Saturday, August 10, 2013

Booker Variance Guidelines Range of 135 to 168 Months to Probation; Appeals Court Gives Sentencing Judge Another Chance to Explain (8/10/13)

In United States v. Cole, 721 F.3d 1016 (8th Cir. 2013), here, the Sentencing Court exercised its discretion under Booker to move below the indicated Guidelines range of 135 to 168 months and impose, instead, only probation.  That is a huge variance, considered alone but particularly relative to her co-conspirators who were hammered without mercy.  The Government was not happy and appealed, urging that it was substantively unreasonable under 18 USC 3553(a) and because the sentencing court failed to explain the variance adequately.  The Court of Appeals declined to consider the former (substantive unreasonableness) because it remanded for a better explanation of the variance so that it could properly fulfill its role of appellate review of the variance.  The key parts of the opinion are:
In Gall, the Supreme Court emphasized that appellate courts must play a deferential role when reviewing sentences and stated that "[t]he fact that the appellate court might reasonably have concluded that a different sentence was appropriate is insufficient to justify reversal of the district court." Id. at 51. The Court reasoned, in part, that a "sentencing judge is in a superior position to find facts and judge their import under § 3553(a) in the individual case" because "[t]he judge sees and hears the evidence, makes credibility determinations, has full knowledge of the facts  [*18] and gains insights not conveyed by the record." Id. (internal quotation marks omitted). Moreover, because the Guidelines are only advisory, the Supreme Court made clear that appellate courts cannot "require[] 'extraordinary' circumstances to justify a sentence outside the Guidelines range" or use a "rigid mathematical formula . . . as the standard for determining the strength of the justification required for a specific sentence." Id. at 47. 
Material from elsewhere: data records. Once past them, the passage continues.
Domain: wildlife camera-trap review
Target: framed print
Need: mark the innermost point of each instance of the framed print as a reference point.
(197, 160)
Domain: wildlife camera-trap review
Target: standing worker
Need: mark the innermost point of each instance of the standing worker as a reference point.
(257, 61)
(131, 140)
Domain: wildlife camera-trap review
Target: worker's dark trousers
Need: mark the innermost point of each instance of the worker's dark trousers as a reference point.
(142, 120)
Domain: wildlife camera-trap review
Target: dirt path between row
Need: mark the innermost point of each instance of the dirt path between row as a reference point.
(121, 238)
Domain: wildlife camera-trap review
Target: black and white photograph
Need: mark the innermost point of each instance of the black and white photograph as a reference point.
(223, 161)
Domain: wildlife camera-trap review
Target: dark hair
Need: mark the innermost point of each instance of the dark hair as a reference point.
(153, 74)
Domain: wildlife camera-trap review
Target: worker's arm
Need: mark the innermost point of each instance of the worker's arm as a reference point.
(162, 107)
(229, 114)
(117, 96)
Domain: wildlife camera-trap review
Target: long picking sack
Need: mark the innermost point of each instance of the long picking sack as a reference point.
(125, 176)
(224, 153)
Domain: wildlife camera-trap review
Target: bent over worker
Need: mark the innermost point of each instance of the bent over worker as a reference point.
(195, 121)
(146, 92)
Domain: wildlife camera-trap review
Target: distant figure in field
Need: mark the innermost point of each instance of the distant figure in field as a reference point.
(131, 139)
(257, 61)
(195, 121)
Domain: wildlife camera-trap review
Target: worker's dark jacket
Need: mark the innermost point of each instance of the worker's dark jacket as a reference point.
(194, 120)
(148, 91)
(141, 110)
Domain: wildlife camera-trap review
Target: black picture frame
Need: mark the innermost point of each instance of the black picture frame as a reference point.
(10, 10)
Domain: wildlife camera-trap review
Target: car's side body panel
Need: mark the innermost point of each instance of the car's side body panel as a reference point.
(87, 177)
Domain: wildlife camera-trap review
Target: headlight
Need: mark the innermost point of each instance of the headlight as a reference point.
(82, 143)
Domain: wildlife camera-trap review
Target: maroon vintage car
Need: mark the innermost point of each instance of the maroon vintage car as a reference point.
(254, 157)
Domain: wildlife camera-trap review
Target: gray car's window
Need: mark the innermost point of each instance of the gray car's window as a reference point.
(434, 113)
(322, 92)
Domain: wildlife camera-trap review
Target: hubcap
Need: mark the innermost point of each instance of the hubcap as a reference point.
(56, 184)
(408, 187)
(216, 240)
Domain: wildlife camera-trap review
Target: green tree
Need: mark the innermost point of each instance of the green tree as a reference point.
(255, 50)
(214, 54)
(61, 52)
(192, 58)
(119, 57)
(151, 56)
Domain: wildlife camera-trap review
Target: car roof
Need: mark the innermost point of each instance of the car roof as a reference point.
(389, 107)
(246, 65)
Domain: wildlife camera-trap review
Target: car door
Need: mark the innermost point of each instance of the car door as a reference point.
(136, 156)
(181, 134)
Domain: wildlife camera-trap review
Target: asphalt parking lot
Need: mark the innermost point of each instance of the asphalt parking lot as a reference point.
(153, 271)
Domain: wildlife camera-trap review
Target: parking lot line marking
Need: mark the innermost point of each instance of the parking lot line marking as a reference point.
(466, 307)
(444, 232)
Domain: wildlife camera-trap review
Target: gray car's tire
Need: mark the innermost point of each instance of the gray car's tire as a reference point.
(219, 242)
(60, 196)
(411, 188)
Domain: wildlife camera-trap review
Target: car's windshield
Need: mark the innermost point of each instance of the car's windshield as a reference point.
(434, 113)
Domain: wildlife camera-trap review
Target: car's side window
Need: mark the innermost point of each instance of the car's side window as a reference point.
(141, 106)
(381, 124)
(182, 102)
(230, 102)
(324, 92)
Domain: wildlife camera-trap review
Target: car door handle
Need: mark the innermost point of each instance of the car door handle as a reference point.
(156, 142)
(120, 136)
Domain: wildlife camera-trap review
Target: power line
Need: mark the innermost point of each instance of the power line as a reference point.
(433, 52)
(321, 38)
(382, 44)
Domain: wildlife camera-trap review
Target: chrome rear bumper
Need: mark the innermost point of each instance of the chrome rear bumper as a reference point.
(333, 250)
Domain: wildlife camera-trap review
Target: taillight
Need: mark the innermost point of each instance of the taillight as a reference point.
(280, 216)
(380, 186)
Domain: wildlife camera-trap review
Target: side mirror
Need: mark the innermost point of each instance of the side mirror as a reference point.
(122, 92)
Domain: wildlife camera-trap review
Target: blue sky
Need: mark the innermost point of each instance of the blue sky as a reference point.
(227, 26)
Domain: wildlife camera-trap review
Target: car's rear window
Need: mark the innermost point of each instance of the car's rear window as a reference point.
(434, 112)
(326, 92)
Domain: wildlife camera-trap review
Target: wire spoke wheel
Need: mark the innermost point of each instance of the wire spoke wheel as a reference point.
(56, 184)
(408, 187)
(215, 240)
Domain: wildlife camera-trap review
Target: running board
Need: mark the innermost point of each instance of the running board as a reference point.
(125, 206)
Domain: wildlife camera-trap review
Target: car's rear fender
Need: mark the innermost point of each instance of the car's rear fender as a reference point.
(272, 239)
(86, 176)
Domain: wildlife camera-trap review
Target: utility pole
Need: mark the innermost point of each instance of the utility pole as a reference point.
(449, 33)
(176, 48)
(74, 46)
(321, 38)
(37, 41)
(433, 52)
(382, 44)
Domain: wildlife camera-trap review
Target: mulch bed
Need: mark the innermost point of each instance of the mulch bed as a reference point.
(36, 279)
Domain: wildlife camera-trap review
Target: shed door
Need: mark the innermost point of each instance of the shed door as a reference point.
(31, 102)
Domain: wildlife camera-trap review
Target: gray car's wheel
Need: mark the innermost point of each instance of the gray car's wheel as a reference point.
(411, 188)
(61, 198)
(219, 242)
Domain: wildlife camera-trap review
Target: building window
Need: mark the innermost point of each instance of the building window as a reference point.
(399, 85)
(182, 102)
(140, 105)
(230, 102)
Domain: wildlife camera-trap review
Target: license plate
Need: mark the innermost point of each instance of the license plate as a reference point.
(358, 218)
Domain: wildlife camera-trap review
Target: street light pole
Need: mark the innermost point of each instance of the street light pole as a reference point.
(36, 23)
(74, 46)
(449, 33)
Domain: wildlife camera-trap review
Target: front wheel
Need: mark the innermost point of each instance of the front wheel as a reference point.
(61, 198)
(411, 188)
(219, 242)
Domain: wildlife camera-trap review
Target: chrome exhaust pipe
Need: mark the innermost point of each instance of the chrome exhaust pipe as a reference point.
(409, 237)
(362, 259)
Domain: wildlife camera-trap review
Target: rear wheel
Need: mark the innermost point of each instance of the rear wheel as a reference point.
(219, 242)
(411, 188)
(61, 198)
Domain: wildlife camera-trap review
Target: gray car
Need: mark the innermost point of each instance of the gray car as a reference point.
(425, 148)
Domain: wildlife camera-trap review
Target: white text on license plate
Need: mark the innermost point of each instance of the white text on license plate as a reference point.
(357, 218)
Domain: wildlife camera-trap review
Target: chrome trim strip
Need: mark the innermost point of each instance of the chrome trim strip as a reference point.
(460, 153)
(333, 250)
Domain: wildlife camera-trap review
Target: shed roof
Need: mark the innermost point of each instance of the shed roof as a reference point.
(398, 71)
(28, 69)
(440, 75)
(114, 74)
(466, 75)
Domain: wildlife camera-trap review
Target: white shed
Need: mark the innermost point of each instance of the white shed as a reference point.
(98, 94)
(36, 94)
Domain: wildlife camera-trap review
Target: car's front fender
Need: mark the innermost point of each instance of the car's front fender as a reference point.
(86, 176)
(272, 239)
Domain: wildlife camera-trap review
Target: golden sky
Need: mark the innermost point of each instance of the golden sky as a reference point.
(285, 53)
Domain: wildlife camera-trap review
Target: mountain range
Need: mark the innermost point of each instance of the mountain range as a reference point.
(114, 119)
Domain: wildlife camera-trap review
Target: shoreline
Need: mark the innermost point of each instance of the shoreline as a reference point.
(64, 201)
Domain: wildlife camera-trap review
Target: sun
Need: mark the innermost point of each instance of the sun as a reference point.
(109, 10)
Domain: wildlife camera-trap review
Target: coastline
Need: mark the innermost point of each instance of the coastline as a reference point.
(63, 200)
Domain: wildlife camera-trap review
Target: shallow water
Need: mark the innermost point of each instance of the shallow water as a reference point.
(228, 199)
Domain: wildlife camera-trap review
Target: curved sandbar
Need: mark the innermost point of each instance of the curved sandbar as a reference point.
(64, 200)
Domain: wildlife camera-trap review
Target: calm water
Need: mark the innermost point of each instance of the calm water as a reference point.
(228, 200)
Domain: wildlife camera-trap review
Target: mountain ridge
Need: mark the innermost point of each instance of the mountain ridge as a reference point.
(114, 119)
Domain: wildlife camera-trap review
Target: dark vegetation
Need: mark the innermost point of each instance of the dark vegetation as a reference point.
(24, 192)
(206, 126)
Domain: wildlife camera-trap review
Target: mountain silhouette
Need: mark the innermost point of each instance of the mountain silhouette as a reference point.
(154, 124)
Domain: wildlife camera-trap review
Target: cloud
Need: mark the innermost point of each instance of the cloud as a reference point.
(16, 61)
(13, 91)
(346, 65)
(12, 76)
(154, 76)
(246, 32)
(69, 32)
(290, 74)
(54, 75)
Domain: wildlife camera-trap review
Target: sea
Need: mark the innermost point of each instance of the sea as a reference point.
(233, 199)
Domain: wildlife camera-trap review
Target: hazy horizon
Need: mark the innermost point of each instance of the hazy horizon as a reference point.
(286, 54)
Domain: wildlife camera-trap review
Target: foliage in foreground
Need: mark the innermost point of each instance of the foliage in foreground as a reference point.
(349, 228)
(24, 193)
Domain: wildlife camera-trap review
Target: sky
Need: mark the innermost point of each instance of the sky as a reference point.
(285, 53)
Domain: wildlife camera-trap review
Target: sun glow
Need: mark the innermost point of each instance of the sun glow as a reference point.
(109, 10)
Although the Supreme Court in Gall emphasized the deferential nature of appellate review of sentences, it also highlighted the importance of having an adequate record on which to base that review, especially where a district court imposes a sentence outside the Guidelines range: 
If [a district court] decides that an outside-Guidelines sentence is warranted, he must consider the extent of the deviation and ensure that the justification is sufficiently compelling to support the degree of the variance. We find it uncontroversial that a major departure should be supported by a more significant justification than a minor one. After settling on the appropriate sentence, [a district court] must adequately explain the chosen sentence to allow for meaningful appellate review and to promote the perception of fair sentencing. 
Id. at 50. The principle that "a major departure should be supported by a more significant justification than a minor one," id., applies regardless of whether the district court is varying above or below the advisory Guideline sentence. See id. at 43 (explaining that the defendant had a Guideline range of 30 to 37 months imprisonment but that the district court varied downward and imposed a sentence of 36 months probation).
Here, the district court found that Cole was responsible for causing Best Buy a loss of nearly $33 million and of evading more than $3 million in taxes. Cole and the government agree that the district court correctly calculated Cole's advisory Guideline range to be 135 to 168 months imprisonment—in other words, between 11.25 and 14 years imprisonment. The district court varied downward and imposed a significantly lower sentence, sentencing Cole to three years probation and no term of imprisonment. Cole's co-conspirators received much harsher sentences—180 months (15 years) imprisonment for Russell and 90 months (7.5 years) imprisonment for Bossany. 
Given the magnitude of the downward variance, the district court offered very little explanation for Cole's sentence. Moreover, the relatively brief explanation that the court did offer is at times contradictory. For example, the court stated at sentencing that it was "taking a huge chance" on Cole by imposing only a term of probation, but then said in its statement of reasons that it was confident Cole would not re-offend. Similarly, the court's statement of reasons suggested Cole just "went along with her husband's scheme and practiced willful blindness." However, this seems inconsistent with the guilty verdict on the tax evasion charges, because the jury instructions required the jury to find beyond a reasonable doubt that Cole "voluntarily and intentionally violate[d] a known legal duty." 
Because Cole's probationary sentence represents a "major departure" from the advisory Guidelines range, the court's brief and contradictory explanation of Cole's sentence is not sufficient "to allow for meaningful appellate review and to promote the perception of fair sentencing." See Gall, 552 U.S. at 50. Consequently, we cannot evaluate the government's claim of substantive unreasonableness at this time, and we remand for the district court to more fully explain the defendant-specific facts and policy decisions upon which it relied in determining that the probationary sentence is "sufficient, but not greater than necessary," § 3553(a), to achieve the sentencing objectives set forth in section 3553(a). See United States v. Moore, 683 F.3d 927, 932 (8th Cir. 2012).
My read is that the appellate court is signaling the sentencing judge that he or she will have to present a better narrative to justify that significant a departure.